Ao ouvir isso, Sandra só pôde suspirar e olhar para Gregório, dizendo em voz baixa:
"Já que ambas querem ver as câmeras, então vamos ver."
Gregório assentiu e olhou para o velho mordomo.
O mordomo já estava se preparando e, em poucos minutos, trouxe a gravação da sala de segurança.
Gregório pegou o tablet que o mordomo lhe entregou, assistiu ao vídeo da câmera e depois o passou para Paula.
"Paula, dê uma olhada."
Paula, vendo a expressão calma de Gregório, sentiu uma emoção sutil.

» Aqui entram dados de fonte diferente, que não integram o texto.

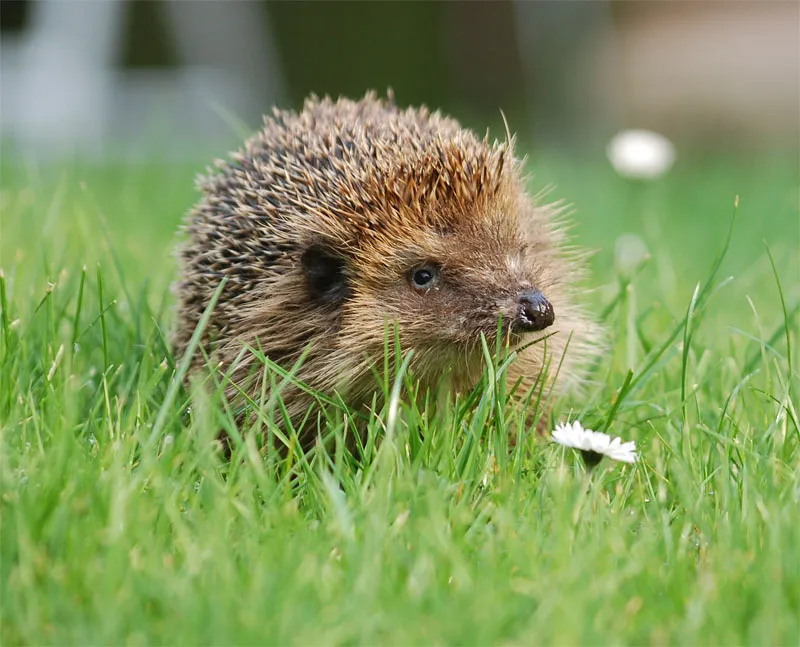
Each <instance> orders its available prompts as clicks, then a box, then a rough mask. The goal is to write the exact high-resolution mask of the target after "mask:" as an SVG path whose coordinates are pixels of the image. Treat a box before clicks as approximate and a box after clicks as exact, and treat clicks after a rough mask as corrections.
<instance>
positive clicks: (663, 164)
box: [606, 130, 675, 180]
mask: <svg viewBox="0 0 800 647" xmlns="http://www.w3.org/2000/svg"><path fill="white" fill-rule="evenodd" d="M606 154H607V155H608V160H609V161H610V162H611V165H612V166H613V167H614V170H616V172H617V173H619V174H620V175H622V176H623V177H628V178H634V179H640V180H652V179H655V178H657V177H660V176H661V175H663V174H664V173H666V172H667V171H668V170H669V169H670V168H671V167H672V164H673V163H674V161H675V147H674V146H673V145H672V142H671V141H669V140H668V139H667V138H666V137H664V136H663V135H659V134H658V133H656V132H653V131H652V130H623V131H622V132H620V133H617V134H616V135H614V137H612V139H611V141H610V142H609V143H608V147H607V148H606Z"/></svg>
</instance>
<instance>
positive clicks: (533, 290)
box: [511, 290, 556, 332]
mask: <svg viewBox="0 0 800 647" xmlns="http://www.w3.org/2000/svg"><path fill="white" fill-rule="evenodd" d="M555 319H556V315H555V313H554V312H553V306H552V305H551V304H550V302H549V301H548V300H547V299H546V298H545V296H544V295H543V294H542V293H541V292H539V290H526V291H525V292H521V293H520V294H519V296H518V297H517V316H516V318H515V319H514V322H513V323H512V325H511V329H512V330H513V331H514V332H536V331H537V330H544V329H545V328H547V327H548V326H551V325H553V322H554V321H555Z"/></svg>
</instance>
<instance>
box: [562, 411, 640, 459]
mask: <svg viewBox="0 0 800 647" xmlns="http://www.w3.org/2000/svg"><path fill="white" fill-rule="evenodd" d="M553 440H554V441H555V442H557V443H558V444H559V445H563V446H564V447H572V448H573V449H579V450H581V452H582V453H583V458H584V460H585V461H586V463H587V464H588V465H590V466H594V465H596V464H597V463H599V462H600V460H601V459H602V458H603V456H608V457H609V458H610V459H612V460H615V461H621V462H623V463H635V462H636V459H637V458H638V456H637V455H636V443H635V442H634V441H630V442H627V443H623V442H622V439H620V438H614V439H613V440H612V439H611V436H609V435H608V434H604V433H603V432H601V431H592V430H591V429H584V428H583V426H582V425H581V423H580V422H578V421H577V420H576V421H575V422H568V423H566V424H559V425H556V428H555V429H554V430H553Z"/></svg>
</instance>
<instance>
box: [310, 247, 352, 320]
mask: <svg viewBox="0 0 800 647" xmlns="http://www.w3.org/2000/svg"><path fill="white" fill-rule="evenodd" d="M300 264H301V265H302V267H303V272H304V274H305V276H306V281H307V282H308V291H309V294H310V295H311V298H312V299H316V300H319V301H322V302H323V303H328V304H333V305H338V304H340V303H341V302H342V301H344V300H345V299H346V298H347V296H348V295H349V293H350V289H349V286H348V283H347V266H346V264H345V261H344V259H343V258H342V256H341V255H340V254H337V253H336V252H335V251H334V249H333V248H331V247H329V246H327V245H324V244H320V243H314V244H312V245H310V246H309V247H308V248H306V250H305V251H304V252H303V255H302V256H301V257H300Z"/></svg>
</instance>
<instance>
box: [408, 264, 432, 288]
mask: <svg viewBox="0 0 800 647" xmlns="http://www.w3.org/2000/svg"><path fill="white" fill-rule="evenodd" d="M408 280H409V283H411V287H412V288H414V289H415V290H417V291H419V292H427V291H428V290H430V289H431V288H433V287H434V286H435V285H436V284H437V283H438V282H439V268H438V267H436V266H434V265H421V266H420V267H415V268H414V269H413V270H411V272H410V273H409V276H408Z"/></svg>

Ela não estendeu a mão para pegar o tablet; sua mãe o pegou e as duas assistiram ao conteúdo juntas.
No vídeo, via-se Cecília segurando a água, a cadeira de rodas avançando automaticamente até ficar atrás de Paula.
Com um sorriso bajulador no rosto, ela chamou o nome de Paula.
Em seguida, Paula se virou, e seu ombro bateu no copo que ela segurava.
Finalmente, a maior parte da água quente do copo derramou sobre Paula, e a cena que se seguiu foi um caos.
A expressão de Cecília era de pânico, e ela pedia desculpas humildemente.
Paula respirou fundo, prestes a falar, mas sua mãe a impediu com um olhar.
Em seguida, a Sra. Silva do segundo ramo da família devolveu o tablet a Gregório, com um sorriso de desculpas no rosto.
"Gregório, o vídeo é muito claro, foi apenas um acidente."
"Essa menina, Paula, é muito sensível. Vou conversar com ela quando chegarmos em casa."
Gregório pegou o tablet. "Já que foi um acidente e ninguém teve a intenção, eu decido que o assunto está encerrado."
"Paula, você tem mais alguma coisa a dizer?"